Il decreto legislativo 0-6 anni, pubblicato il 16 maggio 2017, riafferma innanzitutto il diritto inviolabile all’educazione, che spetta a tutti i bambini senza alcuna discriminazione. Nulla di nuovo: il decreto cita testualmente la Costituzione del 1948. Ma quali passi mette in atto per garantire il diritto riconosciuto?

Innanzitutto si ribadisce che, se il diritto di apprendere spetta al bambino, la responsabilità educativa è della famiglia, che difatti ha un ruolo di co-protagonista. “Diritto di apprendere” e “responsabilità educativa” implicano necessariamente – pena la contraddizione – che alla famiglia sia anche garantita la necessaria libertà di scelta formativa: «Il Sistema integrato di educazione e istruzione […] promuove la qualità dell’offerta educativa avvalendosi di personale educativo e docente con qualificazione universitaria e attraverso la formazione continua in servizio, la dimensione collegiale del lavoro e il coordinamento pedagogico territoriale». Evidentemente, se per un verso non c’è più spazio per una scuola intesa come ammortizzatore sociale, la prospettiva di una scuola di qualità, fondata sulla scelta libera di chi ne fruisce, non può essere ingabbiata nella fascia 0-6 anni… Se alla famiglia del bambino 0-6 anni viene riconosciuta la possibilità di esercitare la propria responsabilità educativa nell’ambito del sistema integrato di educazione e istruzione, quale depotenziamento in umanità o quale cataclisma giuridico impediranno mai alla famiglia del bambino 7-14 anni di vedersi riconosciuto e di esercitare lo stesso diritto?

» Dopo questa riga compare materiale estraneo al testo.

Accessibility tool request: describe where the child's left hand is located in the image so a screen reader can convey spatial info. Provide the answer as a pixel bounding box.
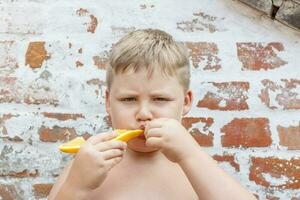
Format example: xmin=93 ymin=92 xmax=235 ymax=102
xmin=145 ymin=118 xmax=200 ymax=163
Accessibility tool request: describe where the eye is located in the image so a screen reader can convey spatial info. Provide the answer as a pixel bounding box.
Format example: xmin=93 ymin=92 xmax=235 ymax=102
xmin=154 ymin=97 xmax=169 ymax=101
xmin=121 ymin=97 xmax=136 ymax=102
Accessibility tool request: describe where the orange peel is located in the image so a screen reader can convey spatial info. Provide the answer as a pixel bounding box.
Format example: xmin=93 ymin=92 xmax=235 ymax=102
xmin=59 ymin=129 xmax=144 ymax=154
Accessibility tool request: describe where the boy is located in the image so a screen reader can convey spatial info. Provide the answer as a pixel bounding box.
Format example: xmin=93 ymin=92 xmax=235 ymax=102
xmin=49 ymin=29 xmax=255 ymax=200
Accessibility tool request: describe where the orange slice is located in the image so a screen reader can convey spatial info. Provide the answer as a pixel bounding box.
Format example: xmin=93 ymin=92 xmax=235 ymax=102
xmin=59 ymin=129 xmax=144 ymax=153
xmin=112 ymin=130 xmax=144 ymax=142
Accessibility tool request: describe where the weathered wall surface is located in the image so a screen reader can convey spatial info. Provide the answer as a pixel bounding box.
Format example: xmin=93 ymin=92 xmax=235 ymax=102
xmin=240 ymin=0 xmax=300 ymax=30
xmin=0 ymin=0 xmax=300 ymax=200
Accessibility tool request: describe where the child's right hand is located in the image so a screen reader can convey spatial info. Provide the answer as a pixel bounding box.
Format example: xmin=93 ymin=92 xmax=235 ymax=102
xmin=66 ymin=133 xmax=126 ymax=191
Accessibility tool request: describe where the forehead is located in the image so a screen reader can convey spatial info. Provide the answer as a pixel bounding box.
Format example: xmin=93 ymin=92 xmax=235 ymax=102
xmin=111 ymin=69 xmax=183 ymax=93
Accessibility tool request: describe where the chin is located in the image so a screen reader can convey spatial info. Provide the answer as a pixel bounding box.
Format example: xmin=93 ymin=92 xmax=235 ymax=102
xmin=127 ymin=137 xmax=158 ymax=153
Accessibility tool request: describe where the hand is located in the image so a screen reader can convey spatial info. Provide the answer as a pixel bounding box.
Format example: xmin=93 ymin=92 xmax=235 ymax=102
xmin=145 ymin=118 xmax=200 ymax=163
xmin=66 ymin=133 xmax=126 ymax=191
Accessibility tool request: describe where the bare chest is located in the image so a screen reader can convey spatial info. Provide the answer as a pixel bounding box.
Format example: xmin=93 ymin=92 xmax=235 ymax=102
xmin=90 ymin=162 xmax=198 ymax=200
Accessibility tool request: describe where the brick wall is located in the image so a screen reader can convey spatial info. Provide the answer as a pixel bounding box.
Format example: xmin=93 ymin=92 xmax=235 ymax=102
xmin=0 ymin=0 xmax=300 ymax=200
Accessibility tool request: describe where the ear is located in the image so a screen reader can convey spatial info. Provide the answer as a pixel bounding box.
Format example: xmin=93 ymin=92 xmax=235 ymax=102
xmin=105 ymin=89 xmax=110 ymax=116
xmin=182 ymin=90 xmax=193 ymax=116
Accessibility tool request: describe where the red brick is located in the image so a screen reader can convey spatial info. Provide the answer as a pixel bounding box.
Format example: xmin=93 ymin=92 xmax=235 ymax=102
xmin=197 ymin=82 xmax=249 ymax=111
xmin=25 ymin=42 xmax=50 ymax=68
xmin=0 ymin=169 xmax=39 ymax=178
xmin=0 ymin=77 xmax=58 ymax=106
xmin=249 ymin=157 xmax=300 ymax=189
xmin=213 ymin=155 xmax=240 ymax=172
xmin=76 ymin=61 xmax=83 ymax=67
xmin=221 ymin=118 xmax=272 ymax=147
xmin=0 ymin=77 xmax=21 ymax=103
xmin=0 ymin=41 xmax=18 ymax=74
xmin=186 ymin=42 xmax=221 ymax=71
xmin=76 ymin=8 xmax=98 ymax=33
xmin=24 ymin=94 xmax=58 ymax=106
xmin=177 ymin=12 xmax=218 ymax=33
xmin=0 ymin=183 xmax=21 ymax=200
xmin=182 ymin=117 xmax=214 ymax=147
xmin=266 ymin=195 xmax=280 ymax=200
xmin=0 ymin=114 xmax=15 ymax=136
xmin=237 ymin=42 xmax=287 ymax=71
xmin=33 ymin=183 xmax=53 ymax=198
xmin=43 ymin=112 xmax=84 ymax=121
xmin=277 ymin=122 xmax=300 ymax=150
xmin=259 ymin=79 xmax=300 ymax=110
xmin=87 ymin=15 xmax=98 ymax=33
xmin=39 ymin=126 xmax=77 ymax=142
xmin=0 ymin=114 xmax=23 ymax=142
xmin=93 ymin=51 xmax=108 ymax=70
xmin=111 ymin=26 xmax=136 ymax=35
xmin=86 ymin=78 xmax=105 ymax=98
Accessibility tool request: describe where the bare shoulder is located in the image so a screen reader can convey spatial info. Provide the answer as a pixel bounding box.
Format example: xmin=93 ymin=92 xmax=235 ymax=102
xmin=48 ymin=160 xmax=73 ymax=199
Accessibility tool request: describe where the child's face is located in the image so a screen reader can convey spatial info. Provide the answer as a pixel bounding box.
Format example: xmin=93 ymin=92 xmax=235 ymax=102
xmin=106 ymin=70 xmax=192 ymax=152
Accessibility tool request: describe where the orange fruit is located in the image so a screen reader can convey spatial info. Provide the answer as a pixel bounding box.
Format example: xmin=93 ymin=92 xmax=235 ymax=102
xmin=59 ymin=129 xmax=144 ymax=153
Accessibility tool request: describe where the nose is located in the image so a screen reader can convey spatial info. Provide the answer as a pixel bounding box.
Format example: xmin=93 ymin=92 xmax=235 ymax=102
xmin=136 ymin=103 xmax=153 ymax=122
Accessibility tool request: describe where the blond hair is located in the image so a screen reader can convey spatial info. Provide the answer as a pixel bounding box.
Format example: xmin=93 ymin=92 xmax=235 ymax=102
xmin=106 ymin=29 xmax=190 ymax=91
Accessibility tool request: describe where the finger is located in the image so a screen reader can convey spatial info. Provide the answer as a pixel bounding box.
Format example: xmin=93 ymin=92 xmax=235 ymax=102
xmin=102 ymin=149 xmax=124 ymax=160
xmin=146 ymin=137 xmax=162 ymax=148
xmin=95 ymin=141 xmax=127 ymax=152
xmin=145 ymin=128 xmax=162 ymax=139
xmin=87 ymin=132 xmax=117 ymax=144
xmin=145 ymin=119 xmax=163 ymax=132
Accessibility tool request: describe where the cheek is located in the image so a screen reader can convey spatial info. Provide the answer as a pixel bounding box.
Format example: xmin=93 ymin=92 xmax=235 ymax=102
xmin=111 ymin=106 xmax=133 ymax=128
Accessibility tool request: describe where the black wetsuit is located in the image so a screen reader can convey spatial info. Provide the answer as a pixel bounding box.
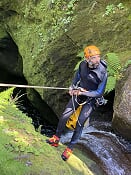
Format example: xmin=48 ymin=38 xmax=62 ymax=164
xmin=56 ymin=60 xmax=107 ymax=149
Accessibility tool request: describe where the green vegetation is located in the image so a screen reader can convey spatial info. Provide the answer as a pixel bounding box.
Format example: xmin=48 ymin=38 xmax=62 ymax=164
xmin=103 ymin=3 xmax=125 ymax=16
xmin=0 ymin=88 xmax=98 ymax=175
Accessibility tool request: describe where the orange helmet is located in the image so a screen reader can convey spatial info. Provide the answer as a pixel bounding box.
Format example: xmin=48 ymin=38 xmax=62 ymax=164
xmin=84 ymin=45 xmax=100 ymax=58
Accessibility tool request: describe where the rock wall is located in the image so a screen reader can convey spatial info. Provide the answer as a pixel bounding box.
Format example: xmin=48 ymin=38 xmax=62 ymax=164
xmin=0 ymin=0 xmax=131 ymax=120
xmin=112 ymin=65 xmax=131 ymax=140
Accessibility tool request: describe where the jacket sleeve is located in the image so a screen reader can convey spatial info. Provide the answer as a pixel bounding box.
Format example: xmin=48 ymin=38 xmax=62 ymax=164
xmin=71 ymin=70 xmax=80 ymax=87
xmin=81 ymin=73 xmax=107 ymax=98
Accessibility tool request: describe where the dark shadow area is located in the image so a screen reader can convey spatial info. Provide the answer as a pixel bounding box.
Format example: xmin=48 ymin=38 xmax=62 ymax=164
xmin=0 ymin=35 xmax=58 ymax=133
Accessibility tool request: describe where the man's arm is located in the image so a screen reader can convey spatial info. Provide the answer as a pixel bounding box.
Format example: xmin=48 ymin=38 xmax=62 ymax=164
xmin=78 ymin=73 xmax=107 ymax=98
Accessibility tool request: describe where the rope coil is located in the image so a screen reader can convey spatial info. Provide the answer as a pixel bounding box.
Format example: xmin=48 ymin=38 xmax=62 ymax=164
xmin=0 ymin=83 xmax=69 ymax=90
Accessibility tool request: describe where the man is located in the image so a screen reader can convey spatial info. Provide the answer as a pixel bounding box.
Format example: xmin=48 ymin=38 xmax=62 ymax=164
xmin=46 ymin=45 xmax=107 ymax=161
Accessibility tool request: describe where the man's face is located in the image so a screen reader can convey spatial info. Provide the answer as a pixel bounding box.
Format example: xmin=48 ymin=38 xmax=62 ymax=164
xmin=86 ymin=55 xmax=100 ymax=68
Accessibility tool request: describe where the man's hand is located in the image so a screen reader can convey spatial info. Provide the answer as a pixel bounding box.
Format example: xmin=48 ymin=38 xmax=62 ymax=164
xmin=69 ymin=87 xmax=86 ymax=96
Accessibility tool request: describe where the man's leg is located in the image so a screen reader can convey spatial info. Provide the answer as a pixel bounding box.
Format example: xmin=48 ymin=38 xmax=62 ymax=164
xmin=61 ymin=104 xmax=93 ymax=161
xmin=46 ymin=98 xmax=78 ymax=147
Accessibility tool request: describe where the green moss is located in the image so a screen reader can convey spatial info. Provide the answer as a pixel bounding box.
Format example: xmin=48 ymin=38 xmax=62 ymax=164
xmin=0 ymin=88 xmax=99 ymax=175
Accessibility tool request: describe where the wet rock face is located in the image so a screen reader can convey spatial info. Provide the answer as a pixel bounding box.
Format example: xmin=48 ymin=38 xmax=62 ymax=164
xmin=112 ymin=66 xmax=131 ymax=140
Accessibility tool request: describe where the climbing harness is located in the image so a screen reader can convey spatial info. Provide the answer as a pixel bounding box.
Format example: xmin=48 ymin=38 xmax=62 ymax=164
xmin=0 ymin=83 xmax=69 ymax=90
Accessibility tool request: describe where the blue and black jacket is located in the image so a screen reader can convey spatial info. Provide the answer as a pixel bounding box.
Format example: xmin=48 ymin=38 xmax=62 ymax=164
xmin=73 ymin=60 xmax=107 ymax=98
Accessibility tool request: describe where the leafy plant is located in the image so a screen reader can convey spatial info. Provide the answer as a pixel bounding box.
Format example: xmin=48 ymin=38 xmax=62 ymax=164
xmin=106 ymin=53 xmax=122 ymax=93
xmin=103 ymin=3 xmax=125 ymax=16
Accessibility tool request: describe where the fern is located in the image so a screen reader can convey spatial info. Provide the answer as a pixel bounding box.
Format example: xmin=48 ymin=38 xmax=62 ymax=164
xmin=105 ymin=53 xmax=122 ymax=93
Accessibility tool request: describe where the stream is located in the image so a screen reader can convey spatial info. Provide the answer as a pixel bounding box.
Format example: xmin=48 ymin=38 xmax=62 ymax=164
xmin=14 ymin=90 xmax=131 ymax=175
xmin=61 ymin=122 xmax=131 ymax=175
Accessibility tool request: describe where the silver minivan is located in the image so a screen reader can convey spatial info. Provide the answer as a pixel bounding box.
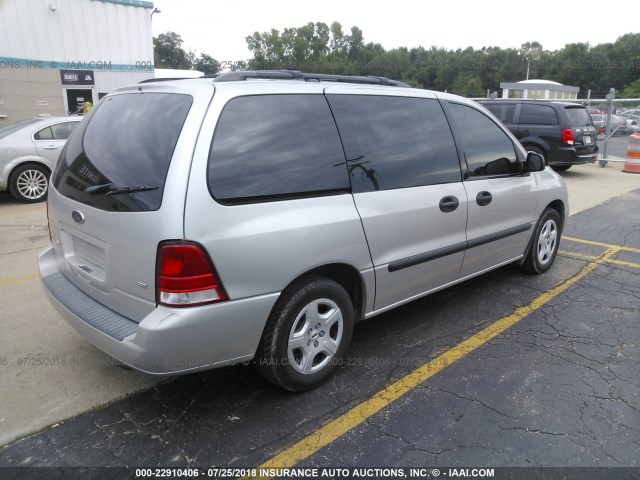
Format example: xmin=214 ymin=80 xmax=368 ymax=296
xmin=39 ymin=71 xmax=568 ymax=391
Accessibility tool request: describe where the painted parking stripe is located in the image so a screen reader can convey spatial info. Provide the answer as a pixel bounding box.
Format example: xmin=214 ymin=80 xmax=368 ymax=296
xmin=562 ymin=235 xmax=640 ymax=253
xmin=0 ymin=273 xmax=38 ymax=287
xmin=558 ymin=250 xmax=640 ymax=268
xmin=0 ymin=205 xmax=46 ymax=217
xmin=251 ymin=246 xmax=621 ymax=478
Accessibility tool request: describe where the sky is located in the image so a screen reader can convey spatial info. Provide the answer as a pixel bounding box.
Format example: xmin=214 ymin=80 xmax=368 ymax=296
xmin=152 ymin=0 xmax=640 ymax=62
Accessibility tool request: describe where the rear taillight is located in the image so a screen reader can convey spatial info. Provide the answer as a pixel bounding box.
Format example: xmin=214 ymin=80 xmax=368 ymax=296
xmin=156 ymin=242 xmax=229 ymax=307
xmin=562 ymin=128 xmax=575 ymax=145
xmin=45 ymin=200 xmax=53 ymax=243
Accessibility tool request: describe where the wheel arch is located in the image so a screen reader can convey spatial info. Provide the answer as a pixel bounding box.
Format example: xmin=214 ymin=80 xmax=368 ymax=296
xmin=7 ymin=158 xmax=52 ymax=186
xmin=517 ymin=199 xmax=566 ymax=265
xmin=274 ymin=263 xmax=366 ymax=320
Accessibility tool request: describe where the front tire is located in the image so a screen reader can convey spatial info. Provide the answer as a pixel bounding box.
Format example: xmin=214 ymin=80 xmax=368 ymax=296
xmin=256 ymin=278 xmax=354 ymax=392
xmin=9 ymin=164 xmax=49 ymax=203
xmin=522 ymin=208 xmax=562 ymax=275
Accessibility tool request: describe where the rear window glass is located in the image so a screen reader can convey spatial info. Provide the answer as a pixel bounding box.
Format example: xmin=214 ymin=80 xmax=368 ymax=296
xmin=53 ymin=93 xmax=192 ymax=212
xmin=565 ymin=107 xmax=591 ymax=128
xmin=0 ymin=118 xmax=39 ymax=138
xmin=208 ymin=95 xmax=350 ymax=204
xmin=482 ymin=101 xmax=516 ymax=123
xmin=520 ymin=103 xmax=558 ymax=125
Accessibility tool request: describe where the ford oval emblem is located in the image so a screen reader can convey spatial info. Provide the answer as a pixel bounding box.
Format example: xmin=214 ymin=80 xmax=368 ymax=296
xmin=71 ymin=210 xmax=84 ymax=223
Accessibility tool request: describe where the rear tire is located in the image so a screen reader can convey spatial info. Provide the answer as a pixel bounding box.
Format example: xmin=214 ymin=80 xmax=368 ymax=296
xmin=521 ymin=208 xmax=562 ymax=275
xmin=255 ymin=277 xmax=354 ymax=392
xmin=9 ymin=163 xmax=50 ymax=203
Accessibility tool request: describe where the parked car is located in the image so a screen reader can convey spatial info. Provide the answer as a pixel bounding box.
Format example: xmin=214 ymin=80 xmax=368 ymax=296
xmin=479 ymin=99 xmax=599 ymax=171
xmin=0 ymin=117 xmax=82 ymax=203
xmin=620 ymin=113 xmax=640 ymax=133
xmin=39 ymin=71 xmax=568 ymax=391
xmin=591 ymin=113 xmax=607 ymax=135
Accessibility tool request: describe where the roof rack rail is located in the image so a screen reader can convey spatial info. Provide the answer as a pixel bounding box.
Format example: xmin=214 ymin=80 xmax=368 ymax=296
xmin=213 ymin=70 xmax=411 ymax=88
xmin=138 ymin=77 xmax=189 ymax=83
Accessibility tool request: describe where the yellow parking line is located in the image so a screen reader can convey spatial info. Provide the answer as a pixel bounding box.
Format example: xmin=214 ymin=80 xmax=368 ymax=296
xmin=251 ymin=247 xmax=620 ymax=478
xmin=562 ymin=235 xmax=640 ymax=253
xmin=0 ymin=204 xmax=46 ymax=217
xmin=0 ymin=273 xmax=38 ymax=287
xmin=558 ymin=250 xmax=640 ymax=268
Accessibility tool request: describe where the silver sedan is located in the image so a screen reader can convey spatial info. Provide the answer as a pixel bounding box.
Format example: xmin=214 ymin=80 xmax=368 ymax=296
xmin=0 ymin=116 xmax=83 ymax=203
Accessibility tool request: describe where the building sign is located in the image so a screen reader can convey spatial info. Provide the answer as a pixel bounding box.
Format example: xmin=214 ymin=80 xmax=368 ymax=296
xmin=60 ymin=70 xmax=95 ymax=85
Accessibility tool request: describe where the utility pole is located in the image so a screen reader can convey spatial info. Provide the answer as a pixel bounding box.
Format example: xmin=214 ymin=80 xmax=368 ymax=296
xmin=600 ymin=88 xmax=616 ymax=168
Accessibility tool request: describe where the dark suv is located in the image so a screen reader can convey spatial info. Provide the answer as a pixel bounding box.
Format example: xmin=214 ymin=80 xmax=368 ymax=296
xmin=479 ymin=99 xmax=599 ymax=171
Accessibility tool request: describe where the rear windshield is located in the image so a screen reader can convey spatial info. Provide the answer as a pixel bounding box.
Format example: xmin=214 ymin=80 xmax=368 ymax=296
xmin=53 ymin=93 xmax=193 ymax=212
xmin=566 ymin=107 xmax=592 ymax=127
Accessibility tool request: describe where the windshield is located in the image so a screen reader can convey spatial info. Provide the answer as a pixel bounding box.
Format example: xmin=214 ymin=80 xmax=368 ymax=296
xmin=566 ymin=107 xmax=593 ymax=128
xmin=0 ymin=118 xmax=39 ymax=138
xmin=53 ymin=93 xmax=193 ymax=212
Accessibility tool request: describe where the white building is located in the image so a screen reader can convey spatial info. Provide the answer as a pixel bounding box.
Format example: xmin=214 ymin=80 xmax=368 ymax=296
xmin=500 ymin=80 xmax=580 ymax=100
xmin=0 ymin=0 xmax=154 ymax=122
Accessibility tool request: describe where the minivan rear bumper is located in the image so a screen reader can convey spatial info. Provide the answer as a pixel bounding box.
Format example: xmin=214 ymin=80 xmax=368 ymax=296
xmin=38 ymin=247 xmax=279 ymax=375
xmin=549 ymin=145 xmax=600 ymax=165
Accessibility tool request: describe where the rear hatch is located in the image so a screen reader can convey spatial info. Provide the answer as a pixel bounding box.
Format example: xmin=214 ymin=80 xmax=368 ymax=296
xmin=48 ymin=84 xmax=213 ymax=321
xmin=565 ymin=105 xmax=598 ymax=155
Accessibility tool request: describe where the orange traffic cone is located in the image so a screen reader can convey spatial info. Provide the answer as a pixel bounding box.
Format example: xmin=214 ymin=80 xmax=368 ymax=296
xmin=622 ymin=133 xmax=640 ymax=173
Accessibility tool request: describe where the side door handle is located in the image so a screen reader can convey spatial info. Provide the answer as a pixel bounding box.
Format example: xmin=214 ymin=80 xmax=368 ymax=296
xmin=476 ymin=192 xmax=493 ymax=207
xmin=440 ymin=195 xmax=460 ymax=213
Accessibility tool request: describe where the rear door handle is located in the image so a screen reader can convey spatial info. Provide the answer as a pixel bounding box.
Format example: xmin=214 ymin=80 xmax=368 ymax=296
xmin=476 ymin=192 xmax=493 ymax=207
xmin=440 ymin=195 xmax=460 ymax=213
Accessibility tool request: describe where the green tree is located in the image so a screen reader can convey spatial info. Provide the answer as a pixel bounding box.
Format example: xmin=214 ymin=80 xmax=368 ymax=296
xmin=620 ymin=78 xmax=640 ymax=98
xmin=194 ymin=53 xmax=220 ymax=75
xmin=153 ymin=32 xmax=192 ymax=70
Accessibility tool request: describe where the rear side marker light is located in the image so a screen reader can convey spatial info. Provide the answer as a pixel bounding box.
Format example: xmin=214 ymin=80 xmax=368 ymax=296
xmin=156 ymin=241 xmax=229 ymax=307
xmin=562 ymin=128 xmax=575 ymax=145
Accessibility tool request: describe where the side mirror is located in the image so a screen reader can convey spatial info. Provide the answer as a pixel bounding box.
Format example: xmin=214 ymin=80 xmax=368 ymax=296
xmin=525 ymin=152 xmax=546 ymax=172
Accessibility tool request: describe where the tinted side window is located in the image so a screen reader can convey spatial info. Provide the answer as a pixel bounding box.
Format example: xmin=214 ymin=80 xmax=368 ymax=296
xmin=449 ymin=103 xmax=521 ymax=176
xmin=520 ymin=103 xmax=558 ymax=125
xmin=328 ymin=95 xmax=461 ymax=193
xmin=208 ymin=95 xmax=349 ymax=203
xmin=51 ymin=122 xmax=78 ymax=140
xmin=52 ymin=93 xmax=193 ymax=212
xmin=565 ymin=107 xmax=593 ymax=127
xmin=482 ymin=101 xmax=516 ymax=123
xmin=33 ymin=127 xmax=53 ymax=140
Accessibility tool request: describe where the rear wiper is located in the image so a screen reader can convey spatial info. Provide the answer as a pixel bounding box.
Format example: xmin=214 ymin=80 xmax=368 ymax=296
xmin=84 ymin=183 xmax=158 ymax=195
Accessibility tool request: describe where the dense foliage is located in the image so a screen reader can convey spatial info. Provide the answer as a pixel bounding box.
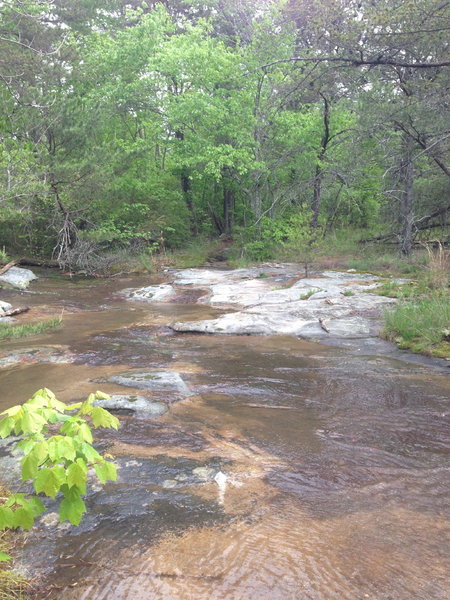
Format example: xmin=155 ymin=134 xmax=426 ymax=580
xmin=0 ymin=0 xmax=450 ymax=265
xmin=0 ymin=388 xmax=119 ymax=536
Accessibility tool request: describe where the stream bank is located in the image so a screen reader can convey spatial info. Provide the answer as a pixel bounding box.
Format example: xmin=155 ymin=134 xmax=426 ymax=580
xmin=0 ymin=269 xmax=450 ymax=600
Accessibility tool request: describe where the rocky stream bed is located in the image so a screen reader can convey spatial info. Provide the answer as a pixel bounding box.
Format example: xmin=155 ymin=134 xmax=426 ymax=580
xmin=0 ymin=265 xmax=450 ymax=600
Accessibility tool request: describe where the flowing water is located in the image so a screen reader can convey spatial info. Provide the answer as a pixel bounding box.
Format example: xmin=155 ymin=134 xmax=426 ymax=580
xmin=0 ymin=273 xmax=450 ymax=600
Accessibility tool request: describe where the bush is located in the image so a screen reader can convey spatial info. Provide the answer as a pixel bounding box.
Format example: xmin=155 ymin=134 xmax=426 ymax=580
xmin=0 ymin=388 xmax=119 ymax=528
xmin=383 ymin=293 xmax=450 ymax=357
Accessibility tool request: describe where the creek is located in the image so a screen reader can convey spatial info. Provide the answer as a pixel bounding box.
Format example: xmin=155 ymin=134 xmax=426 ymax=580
xmin=0 ymin=271 xmax=450 ymax=600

Al compimento del settimo anno si piomba forse nel regno vegetale?

All’art. 2 gli estensori del decreto accantonano ogni timidezza, ribadendo che le scuole dell’Infanzia, in un sistema integrato, sono statali e paritarie. Non c’è spazio per le cosiddette scuole private, spesso accomunate ai “diplomifici”… Anche perchè i bambini di 5 anni non conseguono alcun diploma!

L’art. 4 (Obiettivi strategici del sistema integrato di educazione e di istruzione dalla nascita fino a sei anni) sottende il concetto di “sostenibilità” e di “ascolto della domanda”. Non sono forse maturi i tempi per pronunciare la parola magica “costo standard di sostenibilità”, ma qualificazione e formazione dei docenti, valorizzazione delle risorse presenti sul territorio e partecipazione delle famiglie sono caratteristiche fondanti di un sistema scolastico integrato davvero efficace.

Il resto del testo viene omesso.